My first year in Uni was the epitome of all this confusion. Did I want to be a doctor or not? But a doctor had to be a leader, right? Why should I get a first class when I was a second class person? Should I focus on books or boys, seeing as some of my classmates were already getting married? Who should I please, myself or the society represented by the men around me?

My poor results woke me up. Forget society, I was not happy at my performance, and I knew I could do better if I allowed myself to be more assertive, and to begin to raise my hand up again in class. But I got in trouble for it soon enough. With a Senate position campaign under my belt, as well as two consecutive years on the executive of our dept. association, and some stints as class rep or assistant, a male coursemate slapped me when we were in final year. By then I was more mature, so I turned the other cheek. The particular reason for the attack I cannot remember now, but it had to do with me trying to "boss" him around.

Anyway, that incident still didn't cure me of my pushiness and by the time I graduated uni, I stopped apologizing for being bossy, and started striving to be a boss in all parts of my life.

Today, I'm happy with being a boss lady. There may have been road blocks and detours but those were all chance. If I had begun to doubt or change who I was so as to please some boys and men my life would have definitely been less happy and less fulfilled than it is. And although I survived being called bossy, I know that some other girl's ambitions could have been truncated by those very words. So I say yes to Ban Bossy


I know it's a controversial campaign, and may never take off. But the fact is that girls are called bossy four times more than boys, and women face the same in the workplace where bossy is used in a way to make them feel ashamed of themselves when they try to assert themselves or lead others.

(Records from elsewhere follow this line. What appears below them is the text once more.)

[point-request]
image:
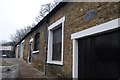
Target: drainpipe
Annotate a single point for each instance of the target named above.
(46, 41)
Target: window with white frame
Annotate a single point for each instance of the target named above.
(55, 42)
(36, 43)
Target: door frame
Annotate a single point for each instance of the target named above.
(110, 25)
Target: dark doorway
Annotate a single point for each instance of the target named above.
(99, 56)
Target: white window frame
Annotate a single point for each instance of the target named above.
(50, 41)
(30, 41)
(17, 49)
(22, 49)
(111, 25)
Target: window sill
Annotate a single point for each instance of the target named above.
(35, 52)
(55, 62)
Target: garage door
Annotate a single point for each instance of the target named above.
(99, 56)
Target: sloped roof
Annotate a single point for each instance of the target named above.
(59, 6)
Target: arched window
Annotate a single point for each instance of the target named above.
(36, 42)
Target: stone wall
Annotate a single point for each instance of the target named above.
(74, 21)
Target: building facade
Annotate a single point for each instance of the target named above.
(75, 40)
(6, 52)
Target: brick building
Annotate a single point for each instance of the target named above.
(75, 40)
(6, 52)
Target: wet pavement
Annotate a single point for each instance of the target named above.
(26, 70)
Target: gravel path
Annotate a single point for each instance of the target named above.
(26, 70)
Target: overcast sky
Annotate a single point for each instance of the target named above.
(16, 14)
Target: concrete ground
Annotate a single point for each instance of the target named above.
(26, 70)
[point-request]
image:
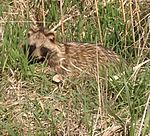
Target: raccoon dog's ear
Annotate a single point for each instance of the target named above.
(50, 35)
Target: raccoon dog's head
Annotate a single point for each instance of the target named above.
(40, 44)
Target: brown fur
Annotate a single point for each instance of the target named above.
(68, 58)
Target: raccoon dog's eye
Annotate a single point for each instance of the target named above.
(44, 51)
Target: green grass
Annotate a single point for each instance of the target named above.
(30, 104)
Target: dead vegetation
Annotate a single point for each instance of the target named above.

I also know that bossy can sometimes mean that a person is overbearing and egotistical, and loves to dominate without taking other people's feelings or contributions into account. If that is your little girl, friend or work colleague, correct in love with the right words, not bossy.

However, if your little girl is simply exhibiting leadership skills in the way that other children follow her lead happily, then encourage her. Do not call her bossy or try to put her in her place, behind the boys. That could be the future president you just replaced.


  1. God bless you for this write-up Myne. We basically had the same life experiences. But my dad encouraged me to strive for and push for things. My mother know mothers, the 'long term' ie marriage is the major concern. But she played her part and my father's encouragement was the loudest. He pushed me to read every piece of literature I found, to ask questions, to be direct, to look people in the eyes etc. But it gets confusing when you are being groomed for greatness at home but outside, society insists on curbing your enthusiasm. I eventually went the way I was groomed at home: take no prisoners, claw your way to the top, be strong, think for yourself, question things. Yes, some people have used bossy, stubborn, argumentative, loud mouth to describe me but you know what, I wear those things as a badge of honour. I am not bossy, I am a BOSS. I totally support this movement. It is time to end the suffering of little girls who are like I once was; who have often confused their innate leadership skills with being ornery because that is what society tells them. *sorry for the post /comment btw.*

  2. I hope my girl grows into a boss lady...I promise to do all I can to help her be who she is! Great piece.

  3. I think my favorite part of the initiative is that they were smart enough to focus on children. Our next generation should not feel the need to down because of their gender.

  4. For the sake of gender equity, I would prefer boss to boss lady. Great write up.